I think one of the biggest challenges today is to get a good measurements of our TX power, almost 100% of the OMs heard reports "my power is about / aprox / near / something between x and y Watts" obviously this excludes those few lucky ones with access to professional instruments. In my knowledge the only "amateur" instrument that reaches up to 2.4GHz is the Daiwa CN-801S-II Meter which costs almost the same of a fully ready to go QO-100 station, and the not less expensive and hard to find Bird slugs.

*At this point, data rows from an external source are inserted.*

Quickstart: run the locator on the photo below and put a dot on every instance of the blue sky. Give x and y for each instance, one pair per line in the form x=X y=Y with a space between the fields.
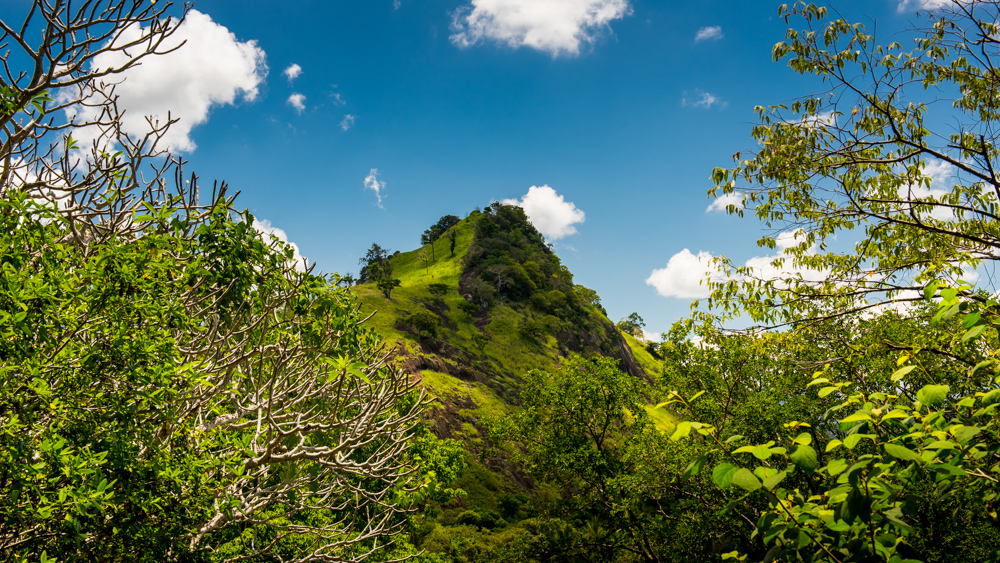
x=460 y=102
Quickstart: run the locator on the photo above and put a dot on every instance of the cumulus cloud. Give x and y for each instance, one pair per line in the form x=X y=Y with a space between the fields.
x=940 y=174
x=211 y=68
x=709 y=33
x=552 y=26
x=686 y=275
x=723 y=202
x=297 y=101
x=372 y=183
x=292 y=72
x=264 y=227
x=906 y=5
x=549 y=212
x=702 y=99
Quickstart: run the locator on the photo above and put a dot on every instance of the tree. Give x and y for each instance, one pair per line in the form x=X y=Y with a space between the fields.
x=435 y=231
x=585 y=430
x=910 y=418
x=373 y=264
x=632 y=324
x=860 y=161
x=377 y=267
x=438 y=290
x=452 y=235
x=171 y=387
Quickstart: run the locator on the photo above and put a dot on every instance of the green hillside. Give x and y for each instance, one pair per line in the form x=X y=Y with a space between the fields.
x=470 y=326
x=472 y=365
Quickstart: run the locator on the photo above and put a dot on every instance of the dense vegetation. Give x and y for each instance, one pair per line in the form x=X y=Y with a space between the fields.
x=174 y=388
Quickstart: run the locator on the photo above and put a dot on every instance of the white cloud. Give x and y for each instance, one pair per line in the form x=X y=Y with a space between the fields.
x=723 y=202
x=264 y=227
x=684 y=276
x=549 y=212
x=212 y=68
x=552 y=26
x=372 y=183
x=292 y=72
x=940 y=174
x=297 y=101
x=709 y=33
x=906 y=5
x=702 y=99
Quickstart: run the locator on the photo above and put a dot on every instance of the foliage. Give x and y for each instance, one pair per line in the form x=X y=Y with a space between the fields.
x=434 y=232
x=632 y=324
x=438 y=290
x=894 y=457
x=423 y=322
x=171 y=386
x=585 y=430
x=860 y=161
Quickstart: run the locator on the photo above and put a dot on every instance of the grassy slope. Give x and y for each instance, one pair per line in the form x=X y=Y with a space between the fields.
x=507 y=351
x=507 y=355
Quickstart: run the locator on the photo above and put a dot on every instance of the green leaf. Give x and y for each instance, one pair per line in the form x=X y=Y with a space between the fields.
x=901 y=372
x=695 y=467
x=746 y=480
x=723 y=474
x=979 y=366
x=973 y=332
x=930 y=289
x=971 y=319
x=857 y=417
x=933 y=395
x=836 y=467
x=852 y=440
x=771 y=482
x=895 y=413
x=804 y=456
x=901 y=452
x=991 y=398
x=826 y=391
x=682 y=430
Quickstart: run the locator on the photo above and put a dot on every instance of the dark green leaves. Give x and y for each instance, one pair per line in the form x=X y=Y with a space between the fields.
x=723 y=474
x=804 y=457
x=933 y=395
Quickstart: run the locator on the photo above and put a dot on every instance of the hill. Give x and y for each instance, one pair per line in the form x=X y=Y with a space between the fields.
x=469 y=320
x=470 y=323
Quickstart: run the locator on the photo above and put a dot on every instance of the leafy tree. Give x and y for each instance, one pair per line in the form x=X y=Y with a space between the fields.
x=438 y=290
x=171 y=387
x=435 y=231
x=452 y=236
x=632 y=324
x=373 y=264
x=909 y=419
x=584 y=429
x=423 y=322
x=377 y=267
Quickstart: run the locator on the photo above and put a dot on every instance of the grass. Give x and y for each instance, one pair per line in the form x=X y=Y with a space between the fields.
x=448 y=387
x=648 y=363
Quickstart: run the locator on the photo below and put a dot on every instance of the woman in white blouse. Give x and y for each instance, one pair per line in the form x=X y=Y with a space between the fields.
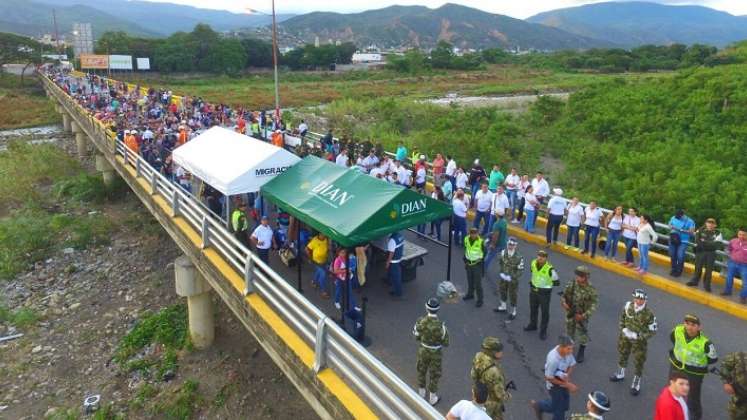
x=592 y=221
x=646 y=237
x=574 y=213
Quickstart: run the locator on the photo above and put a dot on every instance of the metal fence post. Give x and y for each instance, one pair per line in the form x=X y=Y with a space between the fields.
x=320 y=345
x=248 y=275
x=205 y=230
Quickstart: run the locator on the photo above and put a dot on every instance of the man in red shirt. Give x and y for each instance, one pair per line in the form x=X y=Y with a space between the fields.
x=671 y=404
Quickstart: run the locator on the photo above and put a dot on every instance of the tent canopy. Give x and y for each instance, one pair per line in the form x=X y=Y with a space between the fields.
x=233 y=163
x=349 y=207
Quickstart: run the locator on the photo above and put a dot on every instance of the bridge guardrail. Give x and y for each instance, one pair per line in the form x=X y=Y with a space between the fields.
x=333 y=347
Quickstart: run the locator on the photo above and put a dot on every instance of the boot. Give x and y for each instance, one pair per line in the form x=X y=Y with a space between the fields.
x=618 y=376
x=580 y=354
x=635 y=386
x=433 y=399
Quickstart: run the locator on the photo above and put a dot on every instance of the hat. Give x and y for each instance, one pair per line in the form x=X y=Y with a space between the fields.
x=600 y=400
x=640 y=294
x=433 y=305
x=582 y=270
x=492 y=344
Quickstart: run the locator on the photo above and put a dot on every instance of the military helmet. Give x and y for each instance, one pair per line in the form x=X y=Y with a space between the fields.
x=492 y=344
x=640 y=294
x=600 y=400
x=582 y=271
x=433 y=305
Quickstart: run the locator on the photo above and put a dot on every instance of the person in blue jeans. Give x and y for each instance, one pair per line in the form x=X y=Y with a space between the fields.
x=682 y=227
x=737 y=250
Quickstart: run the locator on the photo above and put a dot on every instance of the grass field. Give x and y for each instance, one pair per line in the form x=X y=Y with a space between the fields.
x=302 y=89
x=24 y=105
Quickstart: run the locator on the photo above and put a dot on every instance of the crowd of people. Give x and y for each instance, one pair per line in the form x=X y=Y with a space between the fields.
x=153 y=123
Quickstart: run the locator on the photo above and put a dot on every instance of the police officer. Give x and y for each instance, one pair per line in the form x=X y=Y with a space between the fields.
x=596 y=406
x=579 y=301
x=512 y=267
x=637 y=326
x=733 y=372
x=432 y=334
x=239 y=224
x=544 y=277
x=486 y=370
x=474 y=252
x=691 y=354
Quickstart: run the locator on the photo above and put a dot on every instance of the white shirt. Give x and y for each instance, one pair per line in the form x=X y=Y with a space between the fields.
x=541 y=187
x=460 y=209
x=263 y=235
x=484 y=200
x=451 y=167
x=528 y=198
x=468 y=410
x=575 y=213
x=513 y=182
x=500 y=201
x=342 y=160
x=556 y=205
x=632 y=221
x=593 y=216
x=461 y=180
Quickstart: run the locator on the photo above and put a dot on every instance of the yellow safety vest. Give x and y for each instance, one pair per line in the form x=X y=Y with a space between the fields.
x=690 y=353
x=236 y=219
x=541 y=278
x=473 y=251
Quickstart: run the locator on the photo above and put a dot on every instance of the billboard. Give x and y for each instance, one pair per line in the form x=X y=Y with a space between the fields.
x=143 y=63
x=120 y=62
x=94 y=61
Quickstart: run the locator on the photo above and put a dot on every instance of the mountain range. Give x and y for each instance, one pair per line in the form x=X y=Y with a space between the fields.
x=635 y=23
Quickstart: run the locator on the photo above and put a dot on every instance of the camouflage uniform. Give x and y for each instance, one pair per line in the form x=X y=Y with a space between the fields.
x=733 y=371
x=642 y=323
x=432 y=334
x=513 y=266
x=583 y=300
x=487 y=371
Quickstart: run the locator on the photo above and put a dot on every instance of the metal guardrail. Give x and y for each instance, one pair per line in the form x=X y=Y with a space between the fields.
x=333 y=347
x=314 y=139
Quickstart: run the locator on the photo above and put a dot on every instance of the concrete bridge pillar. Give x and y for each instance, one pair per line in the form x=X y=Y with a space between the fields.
x=103 y=166
x=191 y=284
x=67 y=122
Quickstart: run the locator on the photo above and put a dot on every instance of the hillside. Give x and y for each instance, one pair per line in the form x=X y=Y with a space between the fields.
x=418 y=26
x=638 y=23
x=33 y=19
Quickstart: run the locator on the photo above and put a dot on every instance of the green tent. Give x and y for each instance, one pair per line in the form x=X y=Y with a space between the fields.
x=350 y=207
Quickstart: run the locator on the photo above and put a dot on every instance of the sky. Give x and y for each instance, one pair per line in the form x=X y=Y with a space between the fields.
x=519 y=9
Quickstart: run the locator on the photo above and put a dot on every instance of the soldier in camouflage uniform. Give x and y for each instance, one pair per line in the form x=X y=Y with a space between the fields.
x=733 y=372
x=432 y=334
x=512 y=267
x=596 y=406
x=486 y=370
x=579 y=301
x=637 y=326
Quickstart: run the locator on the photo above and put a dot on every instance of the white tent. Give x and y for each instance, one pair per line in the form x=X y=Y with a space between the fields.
x=233 y=163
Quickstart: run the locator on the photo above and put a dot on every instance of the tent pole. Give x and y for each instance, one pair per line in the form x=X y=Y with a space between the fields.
x=451 y=243
x=299 y=257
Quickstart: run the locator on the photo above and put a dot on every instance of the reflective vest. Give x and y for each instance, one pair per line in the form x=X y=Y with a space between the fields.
x=541 y=278
x=473 y=249
x=690 y=354
x=239 y=224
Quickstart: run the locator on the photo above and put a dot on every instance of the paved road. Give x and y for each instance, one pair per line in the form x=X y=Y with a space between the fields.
x=390 y=324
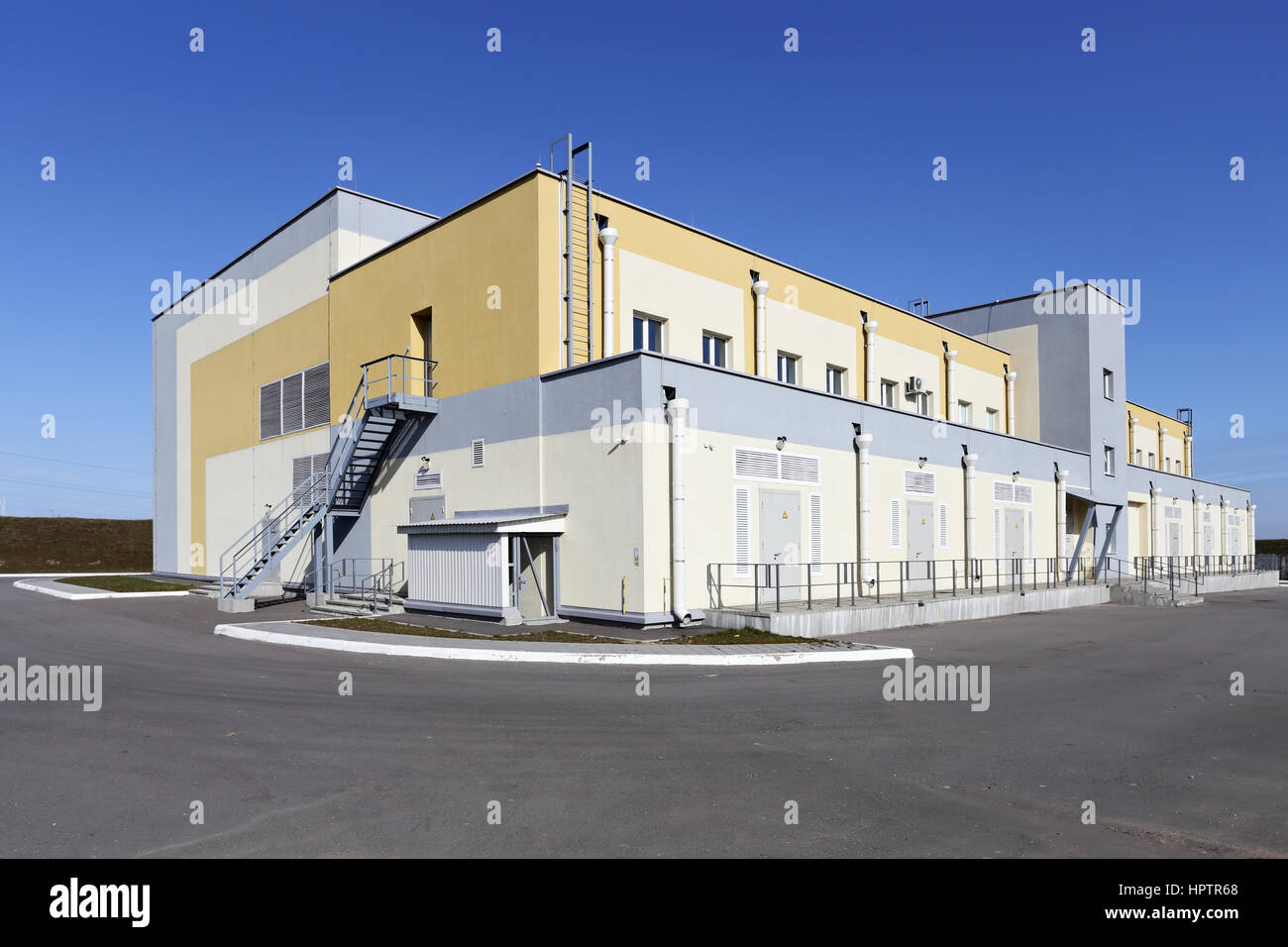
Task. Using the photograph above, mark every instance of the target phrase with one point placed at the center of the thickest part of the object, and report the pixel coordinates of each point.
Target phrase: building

Few months ago I got one of this Chinese digital power meter (picture) that claims go from 1MHz to 5GHz, cheap, but so far can not tell if it is functional.
Their specs:
Measuring power range: -45~-5 dBm (external RF attenuator can be extended to 80dBm)
Measurement resolution: 0.1 dBm power
Measurement frequency range: 1 1MHz-5GHz
Measured power: 1nW ~ 2W
Working voltage: 5V DC (direct selection MICRO-USB powered)
Working current: <50 mA
Working temperature: -40 ° ~ 65 ° degrees Celsius
I just found that injecting a 0dBm @ 2.4GHz from a trustable source it displays -19.0dBm so I suppose I will need to input +19dBm in the correction factor to start, so I placed an external 20.4dB attenuator which brings the correction to +39.4dB.
Using SDR-Console I generated a CW tone on 2.4GHz @ 100% drive and got about 12.5dBm readout (picture), so for me it seems a little exaggerated but it is what is showing. Please let me know if you had made any testing with this type of instrument and the results, also how did you calibrated it?